STEEM / HIVE as a case study for virtual property rights
The circumstances surrounding the STEEM / HIVE hard fork provide an excellent example of two different sides asserting their property rights. On the STEEM side, you have the former CEO of STEEMIT selling the STEEM development fund to a third party, and using that stake to unilaterally influence governance. On the other side, you have a group of smaller stakeholders disputing that right. After a protracted stand-off, those smaller stakeholders capitulated and forked to a new chain. With that fork, a large percentage of community members, distributed applications, and community resources transitioned to that new chain. This places a significant amount of downward pressure on the value of the development fund on STEEM, while allowing the community to cease control of equivalent development fund on HIVE.
Assertion Of Property Rights Through Non-Fungible Tokens (NFTs)
Cryptocurrency virtual countries can be managed on a macro scale via their base chains and tokens through activities such as staking, mining, and node operation. This leaves us with a problem of how we define property, and enforce property rights on a micro scale. One answer to this is Non-Fungible Tokens (NFTs). NFTs allow us to create an item on the blockchain that is cryptographically unique. These items are inherently scarce and cannot be duplicated. Ethereum has its own standard for NFTs called ERC-721. Some examples of NFTs include
- Cryptokitties on Ethereum, where unique pets can be bread to create new unique pets.
- Gods Unchained on Ethereum,
- Decentraland on Ethereum, where virtual land can be purchased in a virtual world
- Splinterlands on STEEM, where virtual playing cards can be purchased, combined, or burned via the STEEM-Engine.

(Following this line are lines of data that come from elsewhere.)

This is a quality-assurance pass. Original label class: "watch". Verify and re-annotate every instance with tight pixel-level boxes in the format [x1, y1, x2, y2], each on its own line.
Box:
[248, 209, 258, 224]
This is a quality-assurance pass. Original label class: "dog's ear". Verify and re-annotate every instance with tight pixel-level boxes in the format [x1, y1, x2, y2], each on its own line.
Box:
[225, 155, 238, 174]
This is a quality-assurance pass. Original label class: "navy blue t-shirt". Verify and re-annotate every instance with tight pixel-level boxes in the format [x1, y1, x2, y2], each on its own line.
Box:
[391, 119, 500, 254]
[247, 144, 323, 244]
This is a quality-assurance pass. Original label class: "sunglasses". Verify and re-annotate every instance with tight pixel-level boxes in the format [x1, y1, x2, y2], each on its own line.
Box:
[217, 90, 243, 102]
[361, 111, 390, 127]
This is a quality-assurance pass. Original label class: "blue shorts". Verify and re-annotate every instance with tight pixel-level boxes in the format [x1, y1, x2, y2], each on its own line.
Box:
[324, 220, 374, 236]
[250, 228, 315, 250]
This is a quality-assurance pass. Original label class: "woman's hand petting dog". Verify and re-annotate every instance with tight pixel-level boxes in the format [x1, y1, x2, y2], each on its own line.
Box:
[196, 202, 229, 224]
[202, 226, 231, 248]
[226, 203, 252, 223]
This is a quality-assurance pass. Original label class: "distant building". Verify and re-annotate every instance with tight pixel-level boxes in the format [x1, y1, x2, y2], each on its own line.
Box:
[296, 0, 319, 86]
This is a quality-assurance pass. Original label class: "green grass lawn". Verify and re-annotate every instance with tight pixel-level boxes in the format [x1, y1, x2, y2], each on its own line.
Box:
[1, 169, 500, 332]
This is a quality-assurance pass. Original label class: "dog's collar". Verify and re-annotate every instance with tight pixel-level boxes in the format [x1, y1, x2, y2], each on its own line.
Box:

Competition and Trade Between Virtual Countries
One area that excites me is the interoperability between various cryptocurrency platforms. From a virtual country perspective, this would be analogous to cross-border trade. There’s a technology on coins such as Bitcoin, Lightcoin and others referred to as segregated witness, or segwit, which enables atomic swaps between different blockchains. Atomic swaps allow coins on different blockchains to be swapped, without the need for a third party such as an exchange. There’s a project called RSK, which allows Ethereum smart contracts to be run on a side chain of the Bitcoin network. On BlockFi you can deposit Ethereum and receive interest payments in Bitcoin.
Nationalism in Crypto
If cryptocurrencies can be like virtual countries, it follows that people will tend to act in a nationalistic fashion towards their chosen country. At any time day or night, you can go to crypto Twitter and see folks with various projects included in their handles like pete.tron, or douglovessteem. Some people border on sycophantic when referring to their favorite personality or leader in the blockchain space like Justin Sun, Vitalik Buterin, Dan Larimer, or Charlie Lee. For the most part I feel sorry for these folks, on the surface they appear to abandon any objectivity when it comes to their behavior. This is especially evident by their misinformed impression that for their chosen product to succeed, that all others may fail, and that some how trolling discussions regarding other projects will somehow bolster their own nation.